‘Ik red misschien geen levens, maar maak ze wel mooier’
Roel Schambergen noemt zichzelf een ‘specialist light’. Hij houdt zich als arts VG bezig met neurologie, cardiologie, of psychiatrie. Net waar de behandeling van zijn cliënt om vraagt. ‘De complexe problematiek maakt dit vak boeiend’, zegt hij.
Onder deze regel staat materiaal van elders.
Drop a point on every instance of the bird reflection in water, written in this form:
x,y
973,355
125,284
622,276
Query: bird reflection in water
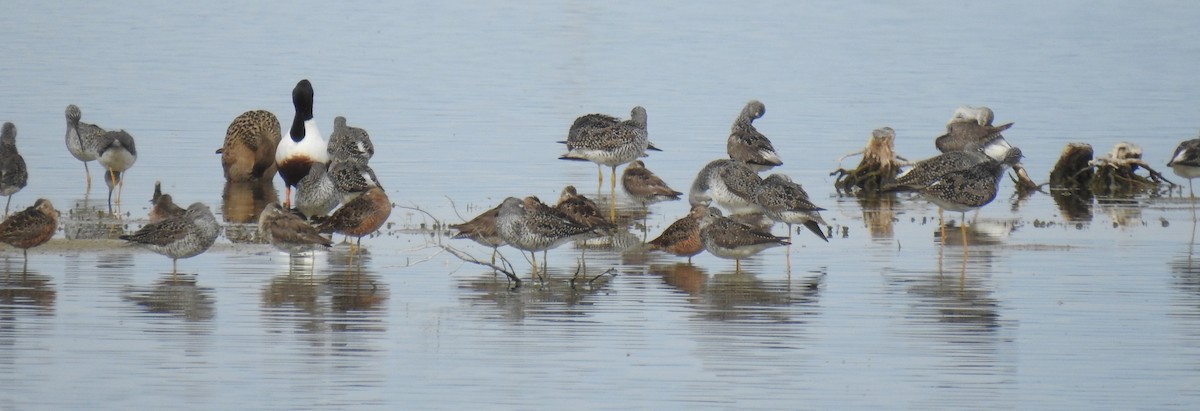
x,y
177,296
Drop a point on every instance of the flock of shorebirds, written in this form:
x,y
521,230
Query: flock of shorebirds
x,y
336,191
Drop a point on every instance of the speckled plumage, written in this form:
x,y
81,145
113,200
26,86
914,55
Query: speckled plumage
x,y
179,237
726,238
348,142
162,206
81,138
729,183
360,216
30,227
13,174
682,237
749,146
316,194
786,202
287,232
249,149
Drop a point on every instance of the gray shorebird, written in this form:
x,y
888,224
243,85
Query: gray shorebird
x,y
360,216
610,146
349,142
179,237
162,206
730,184
682,237
81,138
30,227
646,188
726,238
13,174
118,153
481,230
533,227
749,146
249,149
287,232
316,194
1186,161
303,146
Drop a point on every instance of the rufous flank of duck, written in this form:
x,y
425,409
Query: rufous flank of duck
x,y
349,142
250,144
81,138
682,237
30,227
303,146
749,146
179,237
13,173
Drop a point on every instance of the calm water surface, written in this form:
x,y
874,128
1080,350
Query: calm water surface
x,y
465,103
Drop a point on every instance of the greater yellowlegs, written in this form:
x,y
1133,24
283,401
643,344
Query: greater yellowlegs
x,y
287,232
118,153
535,228
13,173
610,146
349,142
179,237
1186,161
726,238
481,230
682,237
316,194
81,138
162,204
646,188
749,146
730,184
30,227
250,144
303,146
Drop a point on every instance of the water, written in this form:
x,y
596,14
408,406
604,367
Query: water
x,y
465,103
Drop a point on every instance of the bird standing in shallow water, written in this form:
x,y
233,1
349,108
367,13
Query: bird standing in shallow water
x,y
30,227
81,138
249,149
303,146
179,237
13,173
611,146
682,238
749,146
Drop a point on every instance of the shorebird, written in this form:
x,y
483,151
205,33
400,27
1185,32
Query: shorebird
x,y
316,194
13,173
179,237
531,227
682,237
162,206
81,138
749,146
481,230
249,149
349,142
303,146
729,183
1186,161
360,216
287,232
726,238
646,188
30,227
610,146
117,154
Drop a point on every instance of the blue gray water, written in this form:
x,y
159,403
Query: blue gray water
x,y
465,102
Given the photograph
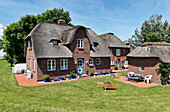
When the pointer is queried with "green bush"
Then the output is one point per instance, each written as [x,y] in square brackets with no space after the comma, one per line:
[46,77]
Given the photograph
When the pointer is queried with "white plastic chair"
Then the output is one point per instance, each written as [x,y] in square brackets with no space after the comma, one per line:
[148,78]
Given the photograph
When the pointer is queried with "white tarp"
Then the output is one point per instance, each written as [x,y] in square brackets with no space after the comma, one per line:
[18,67]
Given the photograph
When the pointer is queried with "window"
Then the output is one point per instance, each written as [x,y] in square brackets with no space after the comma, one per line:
[64,64]
[95,44]
[117,52]
[98,61]
[54,42]
[112,62]
[33,64]
[51,65]
[90,61]
[80,43]
[29,44]
[141,69]
[111,50]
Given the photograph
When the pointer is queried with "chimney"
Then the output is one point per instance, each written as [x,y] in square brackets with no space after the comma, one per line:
[61,21]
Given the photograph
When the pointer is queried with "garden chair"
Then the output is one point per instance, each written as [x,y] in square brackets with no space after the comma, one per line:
[148,78]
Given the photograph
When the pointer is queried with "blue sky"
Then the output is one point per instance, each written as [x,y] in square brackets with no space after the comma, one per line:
[120,17]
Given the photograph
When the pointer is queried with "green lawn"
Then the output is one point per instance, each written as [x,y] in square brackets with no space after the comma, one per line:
[83,95]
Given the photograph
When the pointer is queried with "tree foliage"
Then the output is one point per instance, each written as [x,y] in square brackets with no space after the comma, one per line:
[154,30]
[15,33]
[164,68]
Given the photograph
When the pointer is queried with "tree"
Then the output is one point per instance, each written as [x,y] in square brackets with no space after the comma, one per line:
[15,33]
[154,30]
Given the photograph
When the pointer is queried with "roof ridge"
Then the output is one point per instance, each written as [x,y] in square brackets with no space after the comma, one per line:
[155,43]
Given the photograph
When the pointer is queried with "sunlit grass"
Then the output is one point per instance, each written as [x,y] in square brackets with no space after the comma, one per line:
[81,95]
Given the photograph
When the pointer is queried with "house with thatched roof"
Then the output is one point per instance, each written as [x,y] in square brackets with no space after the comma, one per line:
[145,59]
[118,49]
[57,49]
Roel Schambergen (32): ‘Toen ik geneeskunde ging studeren, had ik een standaard beeld van mezelf voor ogen: zo’n arts die met een wapperende jas, stethoscoop om de nek, door de ziekenhuisgangen rent om levens te redden. Maar bij alle coschappen die ik liep, merkte ik: dit is het niet voor mij. In het ziekenhuis voelde het alsof ik een masker moest opzetten. Ik hou ervan om dicht bij mezelf te blijven. Om sneakers en een korte broek aan te doen als het warm is.’
‘Wat zit je haar gek’
‘Ik kon mijn afsluitende coschappen, via via, lopen bij een Arts voor Verstandelijk Gehandicapten (arts VG). Al na één rondje op het terrein van de instelling voelde ik: hier wil ik meer van weten. Hier reden volwassen mannen op een skelter en lag een vrouw op de gang te roepen dat ze wél epilepsie had. Ik vond het machtig interessant. En ik wist: hier hoef ik dat masker niet op. Hier kán ik dat masker niet eens op. De mensen met wie je werkt zijn zó puur, die hou je niet voor de gek. En zij jou ook niet. ‘Wat zit je haar gek’, zeggen ze wel eens. Hoe vaak zou een specialist in het ziekenhuis dat horen?’
Niet beter, maar mooi
‘Inmiddels heb ik mijn opleiding tot arts VG afgerond. In dit werk is alles gericht op samenwerking, zonder hiërarchie. We zitten als specialisten, begeleiders, familie allemaal samen rond de tafel om het leven voor de cliënt zo mooi mogelijk te maken. Ik zeg bewust niet ‘beter’. Specialisten in het ziekenhuis houden zich bezig met het ‘beter maken’ van één specifiek onderdeel van het lichaam, zoals je hart of je longen. In de gehandicaptenzorg kijken we veel meer interdisciplinair, naar wat de cliënt nodig heeft om een leven te kunnen leiden dat bij hem of haar past. Ik red misschien geen levens, maar ik maak ze wel mooier. Zo woonde er een jongen met een licht verstandelijke beperking bij ons, die een nare periode doormaakte. Dat ik er in die moeilijke periode voor hem kon zijn, een band met hem kon opbouwen en met hem in gesprek kon blijven en zo kon bijdragen aan zijn herstel, dat is heel waardevol. Hij woont nu op zichzelf in een andere instelling. Ik ben zó blij dat dat gelukt is.’
Specialist light
‘Als arts VG noem ik mezelf ‘specialist light’. Ik ben alles tegelijk, afhankelijk van waar de casuïstiek om vraagt: neuroloog light, psychiater light, cardioloog light. Ik ben geen neuroloog, maar behandel wel epilepsie en overleg met een team van specialisten over de juiste behandeling. Er wonen mensen bij ons met zeldzame syndromen en de behandelingen zijn meestal niet vastgelegd in literatuur of protocollen. Wat het nóg complexer maakt, is dat sommige cliënten niet kunnen vertellen wat er met ze aan de hand is. Soms zie je niet aan mensen dat ze ‘iets hebben’. Het is de kunst om die mensen niet te overschatten en duidelijk uit te leggen wat je bedoelt. Dat kan de behandeling maken of breken.’
Maatschappelijk probleem
‘Door mijn werk ben ik anders naar de maatschappij gaan kijken. Wij behandelen mensen met een verstandelijke beperking. Globaal gezegd is dat iedereen met een IQ van minder dan 75. Als je bedenkt dat de helft van Nederland een IQ onder 100 heeft, besef je pas dat de maatschappij van nu voor heel veel mensen te complex is. We zouden veel meer moeten doen om mensen met een laag IQ erbij te betrekken. Ze onderdeel van de maatschappij te maken. Ik hoop daar als arts een klein verschil in te kunnen maken.’
Belangrijk werk
‘Ik zie een belangrijke rol weggelegd voor artsen VG in de toekomst. Mensen met een beperking verdienen de beste zorg. Er is nog zoveel níet onderzocht en er zijn zoveel syndromen. Daar valt een wereld te winnen.’